For these reasons partridge shooting is to me a particularly exasperating form of sport. There are few things more annoying than to hear—“the partridge burst away on whirring wings,” from a bush on which you have just turned your back after having thrown into it half the contents of a ploughed field!

I am not a bloodthirsty individual, and enjoy watching birds through a field-glass quite as much as, if not more than, shooting them with a gun, but there is something in the call of the grey partridge which makes me want to shoot him. His shrill “pateela, pateela, pateela,” seems to be a challenge. Grahame sings—

Cheerily

The partridge now her tuneless call repeats.

For “cheerily” write “cheekily” and you have a good description of the call of our Indian grey partridge, which may be heard in Madras every morning during the winter months.

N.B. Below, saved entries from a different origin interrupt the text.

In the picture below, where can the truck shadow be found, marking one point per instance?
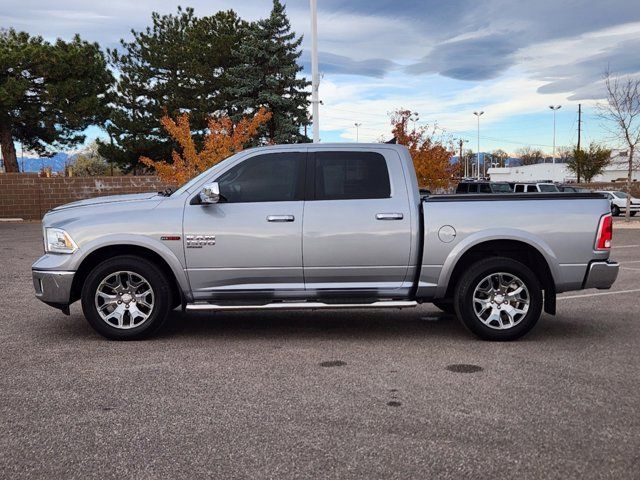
(423, 323)
(366, 324)
(363, 324)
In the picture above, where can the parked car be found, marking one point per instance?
(572, 189)
(321, 226)
(618, 202)
(483, 187)
(535, 187)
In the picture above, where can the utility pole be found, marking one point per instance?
(314, 71)
(579, 124)
(554, 108)
(478, 114)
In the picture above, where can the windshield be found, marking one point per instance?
(197, 179)
(501, 187)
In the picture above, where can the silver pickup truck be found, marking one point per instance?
(321, 226)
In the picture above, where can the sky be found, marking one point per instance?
(442, 59)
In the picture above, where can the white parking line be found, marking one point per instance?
(598, 294)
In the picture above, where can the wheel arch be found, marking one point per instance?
(516, 249)
(97, 256)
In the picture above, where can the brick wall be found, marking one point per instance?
(28, 196)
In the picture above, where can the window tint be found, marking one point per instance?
(273, 177)
(351, 175)
(501, 187)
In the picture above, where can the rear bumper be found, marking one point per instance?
(53, 287)
(601, 275)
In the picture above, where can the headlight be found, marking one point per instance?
(58, 241)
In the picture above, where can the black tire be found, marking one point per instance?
(473, 277)
(446, 305)
(148, 271)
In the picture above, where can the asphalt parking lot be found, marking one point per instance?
(359, 394)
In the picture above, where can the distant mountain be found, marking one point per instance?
(34, 164)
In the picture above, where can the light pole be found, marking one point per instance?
(478, 114)
(314, 71)
(414, 118)
(554, 108)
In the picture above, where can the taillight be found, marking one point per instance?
(605, 233)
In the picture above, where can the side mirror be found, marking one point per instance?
(210, 193)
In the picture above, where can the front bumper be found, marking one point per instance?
(601, 275)
(53, 287)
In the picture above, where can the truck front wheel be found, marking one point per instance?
(126, 298)
(498, 298)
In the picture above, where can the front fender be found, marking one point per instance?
(168, 255)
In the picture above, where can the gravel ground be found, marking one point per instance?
(359, 394)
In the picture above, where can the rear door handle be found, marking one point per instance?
(280, 218)
(389, 216)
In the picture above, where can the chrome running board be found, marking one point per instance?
(303, 305)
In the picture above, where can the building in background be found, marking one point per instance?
(558, 172)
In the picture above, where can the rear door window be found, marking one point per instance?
(351, 176)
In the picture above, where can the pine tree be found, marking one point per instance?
(49, 92)
(266, 75)
(177, 65)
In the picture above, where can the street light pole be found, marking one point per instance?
(478, 114)
(314, 72)
(554, 108)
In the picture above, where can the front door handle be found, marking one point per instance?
(389, 216)
(280, 218)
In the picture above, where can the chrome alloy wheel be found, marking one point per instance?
(124, 299)
(501, 300)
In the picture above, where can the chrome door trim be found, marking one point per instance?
(389, 216)
(280, 218)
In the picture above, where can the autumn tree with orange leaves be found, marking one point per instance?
(430, 150)
(223, 139)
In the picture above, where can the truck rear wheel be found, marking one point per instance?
(498, 299)
(126, 298)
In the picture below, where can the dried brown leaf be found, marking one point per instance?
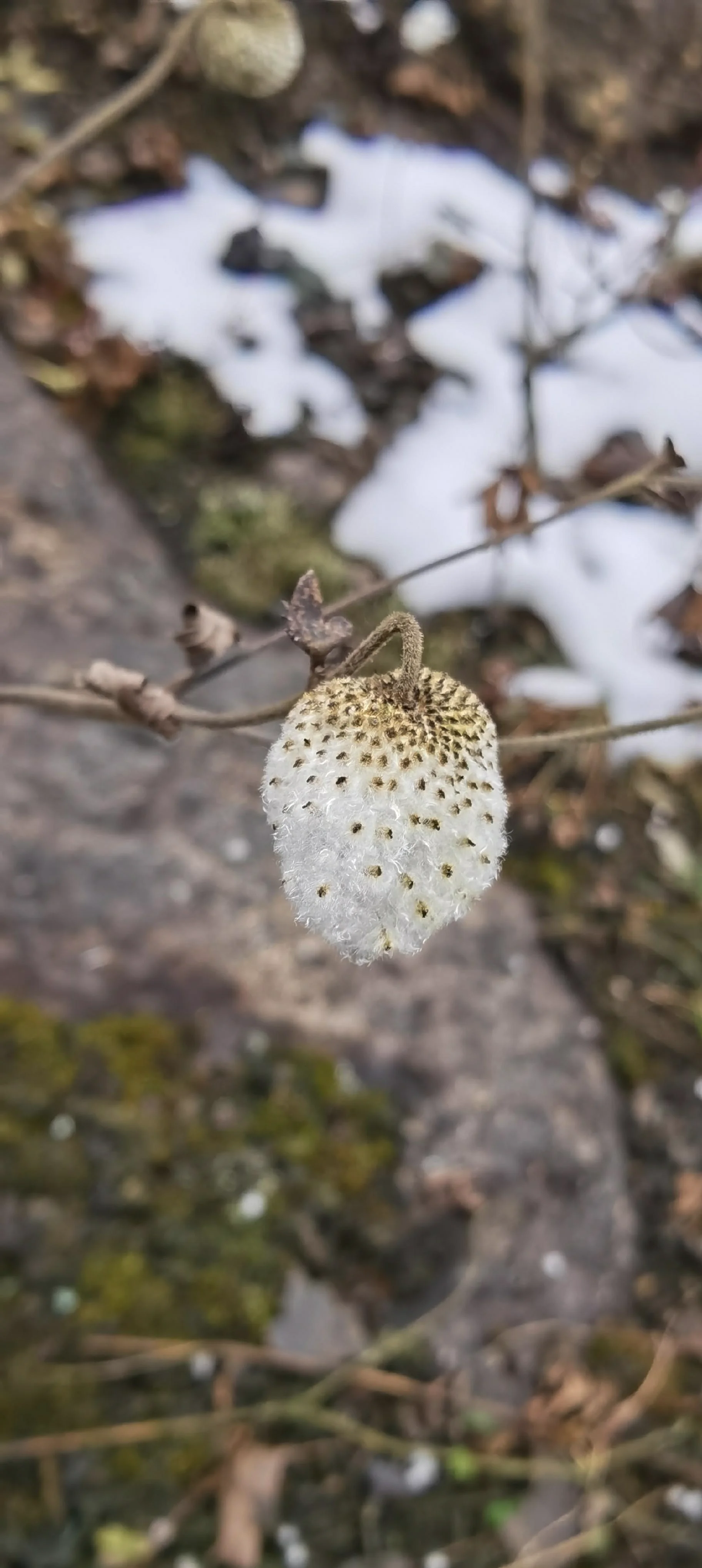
(250, 1487)
(689, 1197)
(685, 615)
(135, 695)
(308, 626)
(451, 88)
(506, 502)
(627, 452)
(619, 455)
(153, 147)
(206, 634)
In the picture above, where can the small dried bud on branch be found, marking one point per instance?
(137, 697)
(206, 634)
(308, 628)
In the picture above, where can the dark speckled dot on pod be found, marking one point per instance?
(254, 48)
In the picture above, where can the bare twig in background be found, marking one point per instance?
(571, 738)
(110, 110)
(613, 492)
(566, 1553)
(632, 1409)
(533, 16)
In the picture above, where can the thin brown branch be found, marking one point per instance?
(613, 492)
(569, 738)
(632, 1409)
(109, 112)
(564, 1553)
(73, 705)
(533, 103)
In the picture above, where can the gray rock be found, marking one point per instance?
(115, 860)
(315, 1322)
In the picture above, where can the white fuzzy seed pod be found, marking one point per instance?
(388, 818)
(254, 48)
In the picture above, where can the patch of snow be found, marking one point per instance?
(161, 283)
(596, 578)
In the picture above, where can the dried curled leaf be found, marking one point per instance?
(685, 615)
(206, 634)
(250, 1489)
(451, 88)
(150, 705)
(308, 626)
(506, 502)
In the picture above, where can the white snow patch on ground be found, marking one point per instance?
(594, 578)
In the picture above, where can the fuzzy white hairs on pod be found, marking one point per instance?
(388, 811)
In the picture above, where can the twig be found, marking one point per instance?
(632, 1409)
(533, 93)
(110, 110)
(613, 492)
(569, 738)
(73, 705)
(566, 1553)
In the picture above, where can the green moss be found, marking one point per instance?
(122, 1291)
(250, 546)
(140, 1053)
(37, 1061)
(629, 1057)
(140, 1217)
(170, 415)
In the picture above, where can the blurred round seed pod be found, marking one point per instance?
(254, 48)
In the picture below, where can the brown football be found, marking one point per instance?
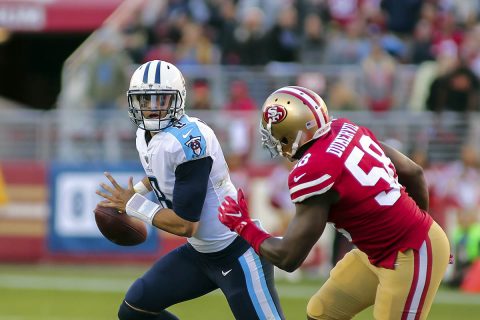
(120, 228)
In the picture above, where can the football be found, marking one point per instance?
(120, 228)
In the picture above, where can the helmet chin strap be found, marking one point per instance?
(296, 143)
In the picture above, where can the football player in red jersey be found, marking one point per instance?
(372, 193)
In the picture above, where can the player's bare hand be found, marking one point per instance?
(115, 195)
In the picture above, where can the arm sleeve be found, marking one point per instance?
(191, 183)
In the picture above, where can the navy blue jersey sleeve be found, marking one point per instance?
(191, 183)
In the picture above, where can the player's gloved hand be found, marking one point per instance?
(235, 215)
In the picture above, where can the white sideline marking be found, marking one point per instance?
(62, 283)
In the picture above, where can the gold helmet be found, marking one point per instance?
(291, 117)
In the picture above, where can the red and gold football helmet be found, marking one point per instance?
(291, 117)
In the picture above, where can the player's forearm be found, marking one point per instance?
(416, 186)
(282, 254)
(143, 186)
(166, 219)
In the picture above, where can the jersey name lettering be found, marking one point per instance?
(344, 137)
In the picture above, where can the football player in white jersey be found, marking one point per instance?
(186, 169)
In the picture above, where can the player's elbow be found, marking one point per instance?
(290, 265)
(188, 229)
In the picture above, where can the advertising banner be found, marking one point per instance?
(72, 227)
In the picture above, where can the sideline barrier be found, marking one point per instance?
(71, 225)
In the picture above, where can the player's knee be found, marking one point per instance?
(315, 309)
(319, 310)
(128, 313)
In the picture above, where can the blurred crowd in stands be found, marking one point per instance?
(440, 39)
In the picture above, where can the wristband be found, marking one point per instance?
(141, 188)
(141, 208)
(254, 235)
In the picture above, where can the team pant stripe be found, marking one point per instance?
(427, 280)
(157, 72)
(257, 286)
(419, 287)
(268, 296)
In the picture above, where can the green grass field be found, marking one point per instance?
(52, 292)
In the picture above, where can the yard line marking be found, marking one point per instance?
(98, 284)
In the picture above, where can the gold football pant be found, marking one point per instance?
(405, 293)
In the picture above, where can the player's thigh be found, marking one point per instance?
(350, 288)
(408, 291)
(248, 285)
(174, 278)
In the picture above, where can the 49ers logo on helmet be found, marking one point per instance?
(274, 113)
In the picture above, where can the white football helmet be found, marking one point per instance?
(291, 117)
(156, 97)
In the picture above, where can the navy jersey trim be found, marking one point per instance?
(190, 190)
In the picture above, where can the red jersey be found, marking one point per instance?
(374, 211)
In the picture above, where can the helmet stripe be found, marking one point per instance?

This bird does not build an elaborate nest. There is no necessity for it to do so. A nest is a nursery in which young birds are for a time sheltered from the dangers that beset them in the world. When they have developed sufficiently to be able to look after themselves they leave the nest.

It is one of the characteristics of the gallinaceous family of birds, which includes grouse, poultry, pea- and guinea-fowl, pheasants, turkeys, and quail, that their young are able to run about almost immediately after issuing from the egg. They are born covered with down, and are thus at first very unlike their parents. They are in reality larvÆ, that is to say, embryonic forms which are able to fend for themselves with little or no assistance from their parents. They change into the adult form, not hidden away in a nursery, but in the open world.

The nest, then, of the partridge is a very insignificant affair. It is usually a depression in the ground, so shallow as to be barely perceptible, and always well concealed in a bush or tuft of grass. Sometimes the eggs are laid on the bare soil, but more usually the depression is lined with grass or leaves. Occasionally the lining is so thick as to form a regular pad. From six to nine whitish eggs are laid. These do not match the ground or material on which they lie, hence cannot be considered as examples of protective colouring. Their safety depends on the fact that they are hidden away under a bush or tuft of grass. The hen, too, is a very close sitter, and her plumage assimilates well with the surroundings of the nest.